Für ÖVP und FPÖ ist unverständlich, dass ausgerechnet Winkler damit betraut wird. Das liegt an ihrem bisherigen Aufgabenbereich: Winkler leitete seit 2009 die MA 69, die für das städtische Immobilienmanagement zuständig ist. Damit war sie auch für Geschäfte mitverantwortlich, die bis heute für massive Kontroversen sorgen. „Winkler war jene Person, die das Areal der Semmelweisklinik um weniger als die Hälfte des marktüblichen Preises an einen Wohnbauträger der roten Gewerkschaft verscherbelte“, sagt FPÖ-Stadtrat Dominik Nepp. Ein Deal, der nach „roter Korruption“ rieche. Umso unverständlicher sei es, dass gerade sie zur „Antikorruptionschefin der Stadt“ ernannt werde.

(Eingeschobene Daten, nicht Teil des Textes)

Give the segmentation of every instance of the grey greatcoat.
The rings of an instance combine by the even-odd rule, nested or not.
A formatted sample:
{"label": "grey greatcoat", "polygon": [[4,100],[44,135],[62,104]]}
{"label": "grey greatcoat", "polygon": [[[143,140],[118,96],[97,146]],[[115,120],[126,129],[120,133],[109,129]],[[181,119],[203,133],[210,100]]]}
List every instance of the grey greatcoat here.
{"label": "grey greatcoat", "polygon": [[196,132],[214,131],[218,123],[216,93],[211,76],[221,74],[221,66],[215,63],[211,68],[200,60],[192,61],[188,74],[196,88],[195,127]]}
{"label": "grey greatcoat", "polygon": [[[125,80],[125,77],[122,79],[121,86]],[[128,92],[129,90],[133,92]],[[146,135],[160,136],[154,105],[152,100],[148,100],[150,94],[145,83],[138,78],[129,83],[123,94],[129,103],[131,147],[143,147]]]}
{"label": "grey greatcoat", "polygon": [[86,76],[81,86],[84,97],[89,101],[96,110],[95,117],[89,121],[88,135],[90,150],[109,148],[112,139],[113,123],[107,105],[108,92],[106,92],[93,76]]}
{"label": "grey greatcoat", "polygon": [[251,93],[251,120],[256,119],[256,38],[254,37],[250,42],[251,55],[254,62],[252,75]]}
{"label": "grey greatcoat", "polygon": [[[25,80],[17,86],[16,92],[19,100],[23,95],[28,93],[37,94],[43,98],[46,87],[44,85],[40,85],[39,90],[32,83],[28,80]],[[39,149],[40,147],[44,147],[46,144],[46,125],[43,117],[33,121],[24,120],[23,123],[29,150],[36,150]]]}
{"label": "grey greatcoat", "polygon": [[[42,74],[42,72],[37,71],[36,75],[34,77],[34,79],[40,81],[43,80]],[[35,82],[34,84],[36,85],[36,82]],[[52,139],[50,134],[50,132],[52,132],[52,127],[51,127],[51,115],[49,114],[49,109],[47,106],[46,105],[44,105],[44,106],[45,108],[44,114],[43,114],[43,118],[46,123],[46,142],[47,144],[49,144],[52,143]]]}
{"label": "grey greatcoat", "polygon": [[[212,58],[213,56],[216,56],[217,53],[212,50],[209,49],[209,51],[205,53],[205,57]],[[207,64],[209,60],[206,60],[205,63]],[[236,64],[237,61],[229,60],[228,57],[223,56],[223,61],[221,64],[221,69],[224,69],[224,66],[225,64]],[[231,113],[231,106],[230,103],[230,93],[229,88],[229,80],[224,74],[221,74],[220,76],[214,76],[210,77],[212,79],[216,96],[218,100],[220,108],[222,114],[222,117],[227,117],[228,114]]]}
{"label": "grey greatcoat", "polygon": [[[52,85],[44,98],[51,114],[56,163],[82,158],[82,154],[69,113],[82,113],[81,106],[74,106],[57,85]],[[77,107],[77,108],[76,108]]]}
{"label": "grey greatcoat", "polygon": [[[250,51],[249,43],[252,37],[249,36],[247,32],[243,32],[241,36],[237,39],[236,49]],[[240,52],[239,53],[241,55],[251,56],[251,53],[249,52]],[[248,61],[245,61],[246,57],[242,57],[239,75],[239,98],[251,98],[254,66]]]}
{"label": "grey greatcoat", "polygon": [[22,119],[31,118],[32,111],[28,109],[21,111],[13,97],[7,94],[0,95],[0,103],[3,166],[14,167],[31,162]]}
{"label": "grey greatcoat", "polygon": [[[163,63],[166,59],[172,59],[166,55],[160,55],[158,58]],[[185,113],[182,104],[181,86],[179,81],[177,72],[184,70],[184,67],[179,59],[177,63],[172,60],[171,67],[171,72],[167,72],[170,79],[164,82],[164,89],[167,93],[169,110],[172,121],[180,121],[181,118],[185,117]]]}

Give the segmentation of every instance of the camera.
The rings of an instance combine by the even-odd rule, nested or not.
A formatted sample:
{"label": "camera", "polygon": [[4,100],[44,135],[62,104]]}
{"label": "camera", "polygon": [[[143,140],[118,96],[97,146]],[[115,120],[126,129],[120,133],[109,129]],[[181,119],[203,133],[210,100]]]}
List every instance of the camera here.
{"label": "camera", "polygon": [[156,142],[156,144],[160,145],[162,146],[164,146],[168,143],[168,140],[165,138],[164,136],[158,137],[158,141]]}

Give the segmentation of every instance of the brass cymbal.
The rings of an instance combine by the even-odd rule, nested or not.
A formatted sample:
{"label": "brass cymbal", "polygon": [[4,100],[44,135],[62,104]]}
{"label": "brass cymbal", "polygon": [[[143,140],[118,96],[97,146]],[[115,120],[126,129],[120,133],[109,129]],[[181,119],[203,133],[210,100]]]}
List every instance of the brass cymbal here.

Ins selbe Horn stößt auch die ÖVP: „Die Leiterin einer derart wichtigen Behörde sollte über jeden Zweifel erhaben sein und nicht einmal den Anschein einer Befangenheit erwecken“, sagt Landesgeschäftsführerin Bernadette Arnoldner.

Sie fordert eine Besetzung dieser Funktion mit einem externen Kandidaten, der über Erfahrung in den Bereichen Antikorruption und Compliance verfügt.

Rolle der Neos

Pikantes Detail: Zu den schärfsten Kritikern des Semmelweis-Deals zählten – als sie noch in der Opposition waren – die Neos. Nun ist der pinke Vizebürgermeister Christoph Wiederkehr für die Bestellung Winklers verantwortlich. Auf die Vorwürfe geht man in seinem Büro nicht näher ein: „Die neue Bereichsleiterin übernimmt die Vorbereitungsaufgaben, um die Rahmenbedingungen für eine Ombudsstelle für Informationsfreiheit und Antikorruption zu schaffen. Um alle Dienststellen auf Informationsfreiheit vorzubereiten, braucht es eine erfahrene Expertin, die die Abläufe in den Dienststellen hervorragend kennt“, sagt ein Sprecher.

„Der Bürgermeister hätte Winkler nicht ernannt, wenn er nicht davon überzeugt wäre, dass sie einen guten Job macht“, betont ein Sprecher von Stadtchef Michael Ludwig (SPÖ).

Winkler hatte den Semmelweis-Deal stets verteidigt: „Das ist ein gelungenes Projekt“, sagte sie 2016 im KURIER. Ein Bieterverfahren wäre nicht zielführend gewesen, der Preis sei für das Jahr 2012 üblich gewesen.